The American context at this time was completely different. The new Republic had been able to successfully fuse Enlightenment ideas with Christian ideology.
This is not to say the result was in keeping with New Testament Christianity, but given the North American context, the inherent contradictions were diluted by the distractions of the frontier – a nearly endless supply of land and resources for what was (at the time) a small population. In other words the contradictions and the crises these contradictions would produce were postponed and left for future generations to work out.
The American colonies did not have to overthrow the king, there were no extant feudal structures, and there were no stresses in terms of land and resources apart from the relatively small-scale battles with natives. And the Anglican Church never held supremacy and was not a major land owner or political force. Though close ideological cousins, the French and American Revolutions existed and came to bear in very different contexts. And this is further confused by the fact that the French Revolution went off the rails, degenerated into The Terror and eventually succumbed to Bonapartism.
In intellectual terms, America remained a generation or more behind Europe and given the different context, the ideas (when they arrived in America) functioned differently. The upheaval of nineteenth century Europe was very different from that of America – which experienced its version of upheaval in the context of the 1861-1865 Civil War. And so for example Romanticism (or Transcendentalism in the American context) produced very different results – the latter context carrying little in the way of cultural potency. Transcendentalism affects American culture but it is not the catalyst seen in the European context.
American cities would by late century face upheaval but the social and economic conflicts had already been raging in Europe since the early and mid-portions of the nineteenth century. One thinks of events like the Peterloo Massacre in 1819 – a British government desperate to quench any spark of revolution. Europe was also dealing with demographic stresses which again the US was able to avoid – at least in most cases, due to the seemingly endless room.
And with regard to the United Kingdom, the situation for Nonconformists or Dissenters, the Protestants outside the Anglican Church was also unique. With the Glorious Revolution of 1688 and the Bill of Rights issued the following year, their worship was tolerated. The Puritan social and political project was once and for all ended, but there was no longer a fear of persecution. This meant that Nonconformity was reduced to a kind of second-class citizenship. They could not hold political office and could not attend universities like Oxford and Cambridge but it was legally protected.
This situation began to change with the repeal of the Test and Corporations Act in 1828. This allowed nonconformists entry into government service. This was followed by marriage laws in 1836 that allowed nonconformists to legally marry outside the Church of England and the repeal of compulsory taxes or rates paid to the Church in 1868. This trend continued as nonconformists became an important component in the growing move toward a liberal political platform leading them to eventually ally with the likes of Gladstone and Lloyd-George.
Biblically-oriented Christianity on the continent emerged in the nineteenth century as a scattered remnant struggling to retain its identity in a sea of political upheaval and vibrant but declining Roman Catholicism. They wistfully looked back on the past and tried to recapture and retain something of its memory.

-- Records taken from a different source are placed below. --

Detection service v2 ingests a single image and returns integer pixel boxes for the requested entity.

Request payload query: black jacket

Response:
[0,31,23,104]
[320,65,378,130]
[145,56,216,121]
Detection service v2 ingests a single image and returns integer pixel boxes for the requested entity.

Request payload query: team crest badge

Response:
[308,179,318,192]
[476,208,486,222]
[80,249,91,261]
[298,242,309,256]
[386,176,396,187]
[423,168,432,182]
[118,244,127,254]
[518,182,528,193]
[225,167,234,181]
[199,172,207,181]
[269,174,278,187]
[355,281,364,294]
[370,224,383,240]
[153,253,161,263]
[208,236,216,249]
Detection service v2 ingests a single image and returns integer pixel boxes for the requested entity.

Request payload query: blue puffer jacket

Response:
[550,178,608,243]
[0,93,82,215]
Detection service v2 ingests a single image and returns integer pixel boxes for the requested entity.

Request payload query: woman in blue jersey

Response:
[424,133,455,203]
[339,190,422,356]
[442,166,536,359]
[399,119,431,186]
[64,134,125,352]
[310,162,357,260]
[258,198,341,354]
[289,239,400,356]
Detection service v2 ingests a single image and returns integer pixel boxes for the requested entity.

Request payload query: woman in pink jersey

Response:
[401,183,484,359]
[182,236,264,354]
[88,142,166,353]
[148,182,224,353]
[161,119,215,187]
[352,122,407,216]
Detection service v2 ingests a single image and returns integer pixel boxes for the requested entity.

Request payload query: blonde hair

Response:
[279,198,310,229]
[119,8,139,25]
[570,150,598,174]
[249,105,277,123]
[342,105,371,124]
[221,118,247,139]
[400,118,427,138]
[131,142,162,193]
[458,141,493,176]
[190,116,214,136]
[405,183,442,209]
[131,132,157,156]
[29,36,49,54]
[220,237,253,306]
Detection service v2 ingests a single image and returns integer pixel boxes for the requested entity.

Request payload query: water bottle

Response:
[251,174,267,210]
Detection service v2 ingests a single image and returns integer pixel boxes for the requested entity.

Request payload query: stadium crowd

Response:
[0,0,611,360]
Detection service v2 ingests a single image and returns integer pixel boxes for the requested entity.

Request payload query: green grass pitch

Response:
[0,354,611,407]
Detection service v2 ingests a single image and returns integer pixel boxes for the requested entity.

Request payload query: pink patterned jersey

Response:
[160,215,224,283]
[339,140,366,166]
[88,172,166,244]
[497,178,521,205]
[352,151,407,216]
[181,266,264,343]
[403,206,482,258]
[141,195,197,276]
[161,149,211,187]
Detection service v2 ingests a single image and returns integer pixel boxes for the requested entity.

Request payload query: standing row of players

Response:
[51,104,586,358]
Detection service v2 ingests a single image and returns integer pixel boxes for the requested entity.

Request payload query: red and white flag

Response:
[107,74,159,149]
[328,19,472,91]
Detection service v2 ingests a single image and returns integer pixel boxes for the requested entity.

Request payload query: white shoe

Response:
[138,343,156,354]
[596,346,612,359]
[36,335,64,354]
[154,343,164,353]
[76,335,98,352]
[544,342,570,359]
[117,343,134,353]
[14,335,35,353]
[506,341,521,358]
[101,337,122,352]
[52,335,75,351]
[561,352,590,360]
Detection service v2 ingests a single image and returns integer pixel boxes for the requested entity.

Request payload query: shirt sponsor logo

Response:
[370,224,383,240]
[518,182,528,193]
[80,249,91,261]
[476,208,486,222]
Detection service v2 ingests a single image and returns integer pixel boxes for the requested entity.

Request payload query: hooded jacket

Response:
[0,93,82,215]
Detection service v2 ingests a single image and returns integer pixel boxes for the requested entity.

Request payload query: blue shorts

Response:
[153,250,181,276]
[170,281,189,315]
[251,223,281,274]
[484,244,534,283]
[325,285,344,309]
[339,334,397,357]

American Christianity was forward looking and in a friendly and economically prosperous climate it quickly adapted and assimilated the values of the host culture. This was largely true even of the groups that tried to retain historical expressions of the faith. Old prejudices (at least in terms of Christianity) were softened by the distance of time and geography and in the face of the kind of pragmatism that often ruled on the frontier.
One cannot be but sympathetic with the European situation though at times a more robust and nonconformist streak might be wished for. It is amazing though when one dives a little deeper into the social situation to discover just how oppressive and intolerant Europe remained even into the twentieth century. In this case I am referring to religious terms, the tolerance of independent church works and the like – a point I hope to visit in another upcoming article.

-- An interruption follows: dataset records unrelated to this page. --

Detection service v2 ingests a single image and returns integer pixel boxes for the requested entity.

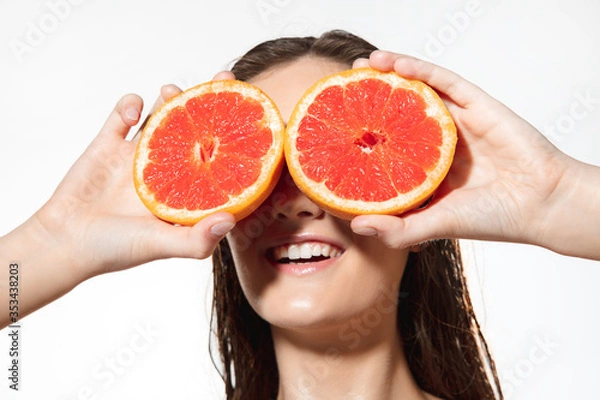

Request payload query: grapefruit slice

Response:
[134,80,285,225]
[284,68,457,219]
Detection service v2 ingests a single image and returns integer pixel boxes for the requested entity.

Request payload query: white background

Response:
[1,0,599,399]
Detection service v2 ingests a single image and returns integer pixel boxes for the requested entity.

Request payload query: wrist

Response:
[531,157,600,259]
[20,207,91,287]
[31,203,96,285]
[0,213,85,326]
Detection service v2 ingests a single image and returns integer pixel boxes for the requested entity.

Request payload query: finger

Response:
[365,51,465,122]
[368,50,487,109]
[132,84,183,141]
[144,212,236,260]
[352,58,370,69]
[99,94,143,140]
[351,209,455,249]
[391,54,486,109]
[161,84,183,102]
[368,50,400,71]
[212,71,236,81]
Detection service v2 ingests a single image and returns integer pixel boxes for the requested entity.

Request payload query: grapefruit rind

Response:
[285,68,457,219]
[134,80,285,225]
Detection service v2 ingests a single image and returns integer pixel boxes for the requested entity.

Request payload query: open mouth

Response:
[267,242,344,264]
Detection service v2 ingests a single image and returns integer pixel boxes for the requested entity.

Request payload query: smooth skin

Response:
[0,53,598,399]
[226,57,429,399]
[0,80,236,326]
[352,51,600,259]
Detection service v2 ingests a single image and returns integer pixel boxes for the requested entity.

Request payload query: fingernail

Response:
[370,50,386,59]
[125,107,140,121]
[352,226,378,236]
[210,221,235,237]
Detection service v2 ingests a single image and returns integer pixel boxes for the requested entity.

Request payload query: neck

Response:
[272,313,429,400]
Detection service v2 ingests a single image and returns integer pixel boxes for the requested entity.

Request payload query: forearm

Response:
[535,159,600,260]
[0,215,84,329]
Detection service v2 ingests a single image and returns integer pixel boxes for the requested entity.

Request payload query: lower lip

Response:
[269,256,341,276]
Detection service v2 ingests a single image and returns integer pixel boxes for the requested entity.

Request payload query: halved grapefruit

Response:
[284,68,457,219]
[133,80,285,225]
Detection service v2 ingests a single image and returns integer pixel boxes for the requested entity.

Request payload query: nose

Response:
[268,168,324,221]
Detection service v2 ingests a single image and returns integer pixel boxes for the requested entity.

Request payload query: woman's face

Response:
[226,56,411,331]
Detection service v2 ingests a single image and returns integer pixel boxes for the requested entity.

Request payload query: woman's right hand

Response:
[33,84,236,279]
[1,79,237,328]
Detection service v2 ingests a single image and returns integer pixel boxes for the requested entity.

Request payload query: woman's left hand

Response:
[350,51,600,260]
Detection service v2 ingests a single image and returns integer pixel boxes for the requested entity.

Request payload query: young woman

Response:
[212,31,501,400]
[1,30,599,399]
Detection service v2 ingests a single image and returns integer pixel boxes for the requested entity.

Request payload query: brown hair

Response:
[211,30,503,400]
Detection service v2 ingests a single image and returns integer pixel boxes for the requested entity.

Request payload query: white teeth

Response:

In the United States, one is forced to sigh in despair and drink deep of the irony. The land that was the refuge for Christians fleeing the troubles of the Old World created a cultural climate in which defenses were dropped, vigilance failed, and prosperity seduced. The sheer magnitude of building a new civilisation across a continent consumed men – work and money dominated thought, in some cases more than anything else. Christianity was ubiquitous and ambitious, but increasingly an empty form subjugated to the dominant and largely unchallenged American ideology. Absent the conflicts of old Europe that forced men to wrestle with their faith and reckon with the consequences, the struggles of daily life became questions of economics and the pseudo-dilemmas of progress. The inroads made by Freemasonry into Protestantism also testify to this compromise and syncretism – which remains a problem in some quarters.